We started the summer off with a ton of rain. This creek was blown out, high and brown more often than not, and the few days that it was fishable were singles in between weeks of non-fishable conditions. Now it’s gone to the opposite extreme. The rains ceased a couple weeks ago or more and the Oriskany Creek is low and clear.
As I stand on dry cobblestone creek bed I scan the shallows, there is a deeper channel that runs about twelve feet out from me here and there, inconsistently. I believe in this deeper water is where I will find the fish, taking refuge in what little darkness they can find. The water is so clear that in most places I can see everything as if I were looking through the glass of a fish aquarium, even as the deeper channel darkens on the bottom, I can still make out rocks and fish shapes. After walking and silently surveying the creek I finally see the rolling of golden bronze along the bottom just downstream of a large rock on the bottom. I remove the small streamer from the hook keeper of the glass rod. The sink tip line shoots through the guides without effort and with only one false cast a mixture of tan rabbit fur and natural Mallard flank feathers touches down with a dull slap on the opposite side of the creek. I give it two twitches to get it into deeper water then strip it back to me. It takes four or five times, adjusting the strips first faster, then slower, longer, then shorter, then a dead drift with a slight twitch now and then. The last rewards me with the first fish of the day, a small bronze back around ten inches.

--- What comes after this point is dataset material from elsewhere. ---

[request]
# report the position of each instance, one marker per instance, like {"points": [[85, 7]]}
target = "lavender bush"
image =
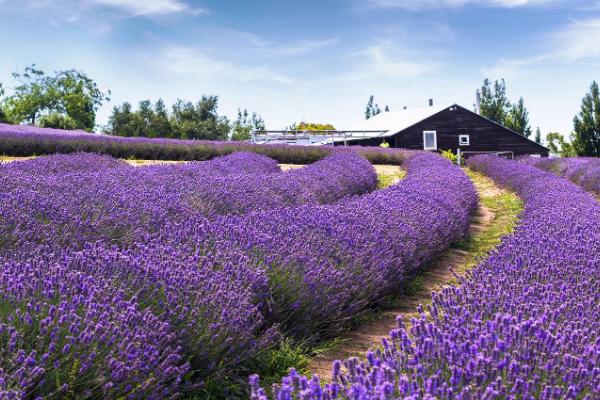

Farther downstream I find myself marveling at the crystal clear water flowing slowly before me, so low and so slow it hardly makes a sound. The sun light reflects in bright lines against the leaves above and a leaf floating along here and there are the only evidence of the waters movement. The only hues come from the green bordering and overhanging the water, the full branches giving a hint of green as the water gathers the light from all around it and absorbs the color from the dry world above it. I move slowly along, as if I were one of the fishermen I read about in the magazines in articles about sight fishing to Bone Fish on salt flats or huge browns in the spectacular crystal clear rivers of Patagonia. I spot fish and freeze. I send the sink tip line rocketing through the guides of the 5wt and I’m rewarded a couple times by quick battles with silver scales and bronze brawlers. Fall Fish and Smallmouths.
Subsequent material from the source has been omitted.